Male MaldivesThe Maldives has had a troubled few years since it took its first faltering steps towards democracy in 2008.

A conspiracy to blow up a head of state on a speedboat, a foreign sniper and a trusted deputy arrested—not the latest James Bond film but a few weeks on the Indian Ocean archipelago once best known as a luxury honeymoon destination and more recently as something resembling the later Roman Empire.

The Maldives has had a troubled few years since it took its first faltering steps towards democracy in 2008 under Mohamed Nasheed after the enforced infancy of 30 years of autocracy under Maumoon Abdul Gayoom. But Maldivian politics became even more fraught in late September when the vice-president, Ahmed Adeeb, was arrested and charged with high treason. The government accused him of plotting to assassinate President Yameen Abdul Gayoom (half-brother to the former autocrat) after an explosion on his boat as he returned to the capital from the airport, which is on a separate island. The president was unhurt but his wife, Fathimath Ibrahim, an aide and a bodyguard were injured.

However, the Guardian reported that the FBI, which was called in to investigate the incident, had found no evidence of an improvised explosive device (IED). The FBI said the debris it had studied was from boat parts: ‘There is no conclusive evidence to attribute the explosion on the boat to an IED.’

Then on 2 November, a Maldives official claimed the military had found and deactivated a bomb near the presidential residence, Associated Press (AP) reported. On 4 November Gayoom declared a state of emergency: suspending all basic rights and granting the security forces sweeping powers to arrest suspects. The 30-day emergency was imposed two days before an anti-government protest organised by Nasheed’s Maldivian Democratic Party (MDP), the main opposition group. It was lifted just six days later amid mounting international pressure. On 7 November police in the Maldives charged a Sri Lankan man with planning a sniper attack on Yameen, Reuters reported.

‘Yameen’s increasingly erratic, paranoid and dangerous behaviour is damaging the country and proves he is unfit to be president,’ the MDP said.

It all seemed so promising when the first democratic polls were held in 2008. ‘Anni’ Nasheed, a regular political prisoner under Gayoom, won, but four years later was forced to resign after weeks of disturbances culminated in what most observers would regard as a coup by politicians, security services and radical Islamists.
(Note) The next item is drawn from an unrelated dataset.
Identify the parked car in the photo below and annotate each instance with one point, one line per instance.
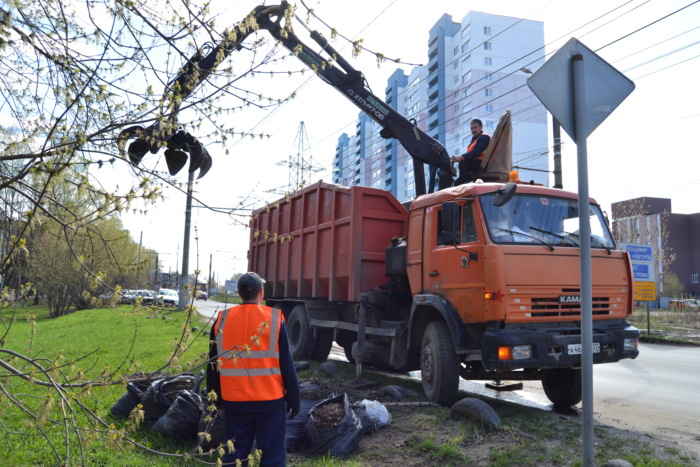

Contrary to appearances, though, the official commission on the events that led to democracy being postponed indefinitely concluded in 2012: ‘There was no coup on February 7, that Nasheed did not resign under duress, and that police and military officers did not mutiny.’ The international community accepted the return to the status quo ante with surprising ease. The report was also accepted by the Commonwealth Secretary-General, Kamalesh Sharma, who ‘urged all concerned to respect the findings of the commission’.

This was despite one member of the commission, Ahmed Saeed, resigning before the report was published. According to the Colombo Gazette, he declared: ‘There are significant gaps in the draft and does not include evidence and statements given to the commission by many people. I believe remaining silent on the unfolding of events would be an injustice to this nation.’

As Nasheed warned in the New York Times just after he was deposed/resigned (delete according to preference): ‘Long after the revolutions, powerful networks of regime loyalists can remain behind and can attempt to strangle their nascent democracies.’

After Nasheed’s replacement as president, Mohamed Waheed, submitted to pressure for elections, Nasheed won the highest number of votes in the first round of voting in September 2013. A court then cancelled the run-off vote on the grounds that the original poll had not been fair. A fresh election was then called—until police prevented that poll from going ahead. Now Nasheed, the former prisoner turned president, is once again a prisoner, sentenced to 13 years’ imprisonment on terrorism charges.

Adeeb—who has denied any involvement in the explosion—was dumped by his party and former colleagues moved quickly to begin impeachment proceedings. His lawyer has questioned the evidence against him. The irony was that Adeeb had himself risen to power because Gayoom felt he could not trust his first vice-president, Mohamed Jameel, who was impeached, and accused of incompetence and disloyalty. Lawmakers had even voted to lower the minimum age for a vice-president from 35 to 30 to enable Adeeb to take the position.

The Economist said: ‘Adeeb’s arrest is evidence of the frailty of the Maldives’ seven-year experiment with democracy.’ It listed some of the other controversial episodes under Gayoom, including imprisoning the defence minister, Mohamed Nazim, for also attempting to harm the president. New anti-terror legislation was adopted on 27 October. Ostensibly aimed at combating the growing problem of home-grown jihadis, opposition politicians say one purpose is to intimidate the government’s critics.